With practically millions of skincare products on the market, it's easy to get confused about what our complexions actually need and want versus what the industry is trying to make us think we need and want. Trust us, we've seen our fair share of gimmicks and ridiculous product ideas during our time as beauty editors.)
Of course, you're perfectly welcome to use and try whatever you darn well please, and whatever you feel works for your skin (we all have different goals, after all), but considering the influx of popular product types, ingredients, tools, and devices in the recent years, I decided to reach out to two celebrity estheticians, Renée Rouleau and Kerry Benjamin, who also happen to be badass founders of their own amazing skincare lines. The question I posed to them: What types of skincare products, treatments, or trends do you simply feel aren't really worth it? Curious to find out their answers and what they recommend you do instead? Keep scrolling!
Both Rouleau and Benjamin agree that while jade rollers are pretty to look at and might feel nice on your skin, they aren't really doing all that much for your skin. Sure, they might help boost sluggish circulation a tad, but according to Rouleau, if you truly want to get the lymphatic drainage perks jade rollers tout, you'll need to book an appointment with a trained esthetician who specializes in that technique. However, if you like your jade roller, it definitely won't cause you any harm and feel free to continue to use it—to each their own!
"Unfortunately, most people just don't know how to properly perform this," she explains. "As an esthetician, I have taken a special course in lymphatic drainage and the technique is quite extensive. If your concern is skin puffiness, the easiest thing to do is to focus on prevention by avoiding eating salty foods at night and sleeping with your head on two pillows to encourage drainage."
As Benjamin explains to us, if you keep your jade roller in the freezer, they can have a cooling effect, but they won’t be as effective as an ice roller (which gets colder and remains that way) to calm inflammation and reduce puff.
Toners are pretty controversial within the world of skincare; some facialists swear by them and some, like Benjamin, say they aren't worth your hard-earned money.
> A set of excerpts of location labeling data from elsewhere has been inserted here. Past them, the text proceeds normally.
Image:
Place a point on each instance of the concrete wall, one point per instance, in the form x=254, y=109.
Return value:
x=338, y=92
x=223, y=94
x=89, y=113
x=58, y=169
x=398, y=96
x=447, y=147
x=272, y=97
Again, if you're using a toner and feel like it's helping your skin, please carry on, but compared to other more effective products, think of toner as an optional add-on. (For the record, when I am on the toner train, I'm obsessed with Rouleau's soothing formula, above.)
"If you use a pH balanced cleanser, a toner is an unnecessary step," explains Benjamin. "Instead, I recommend saving your money and investing in active ingredients that actually affect change in the skin."
Eek, again, some people absolutely swear by their Dermaflash device, but according to Benjamin, you might get better results using something with fewer frills or just booting an appointment for microdermabrasion with an expert esthetician or dermatologist.
"A professional dermaplaning treatment uses a #10 blade scalpel, which provides the closest exfoliation possible," Benjamin tells us. "There is absolutely no need for vibration in either professional or at-home procedure, and this easy-to-use at-home tooldoesn’t require charging, and it has a sharper blade designed to mimic professional treatment."
"These are mostly water and glycerin," Benjamin clarifies. "They may feel nice to relax and can help with sealing in ingredients, but they really don’t do much more beyond that." (However, if you love your sheet mask ritual and don't have plans to jump ship, we recommend investing in these makeup artist-approved ones from 111Skin that are soaked with high-quality brightening and healing agents.)
Try: Leave-On Hydrating Masks and Self-Neutralizing Peels
If it's hydration that you seek, Benjamin says a leave-on hydration-packed mask (like the above from Versed!) topped with a heavier occlusive moisturizer with shea butter (like the iconic formula below) will be much more effective for an immediately plumped and dewy complexion.
Dear readers, please reserve your stash of baking soda for your pantry and your pantry alone. According to Benjamin, it has absolutely no business on top of your vanity as a DIY skin antidote.
"This ingredient is so commonly recommended as a DIY solution and an inexpensive alternative to facial scrubs, but it's actually one of the biggest skincare mistakes I see. Baking soda has a very high pH level of 8.5, which is highly alkaline, but the natural pH of skin (4.5 to 5.5) leans more on the acidic side to fight harmful bacteria in the environment. But when we cleanse skin with an alkaline product, it changes the skin’s pH, making it a breeding ground for bacteria. High pH levels can also lead to moisture loss, irritation, and skin aging."
To keep your skin health 10/10, leave behind the baking soda and use this effective one-two punch complexion TLC instead: a pH-balanced cleanser and a gentle exfoliating scrub or peel. A peel, Benjamin explains, is going to reap results far more superior than aggressive banking soda but still has natural acids and will be much more beneficial to the skin. Just go easy and only use your formula once or twice a week or as needed. (Personally, I'm obsessed with Dr. Dennis Gross's best-selling two-step system.)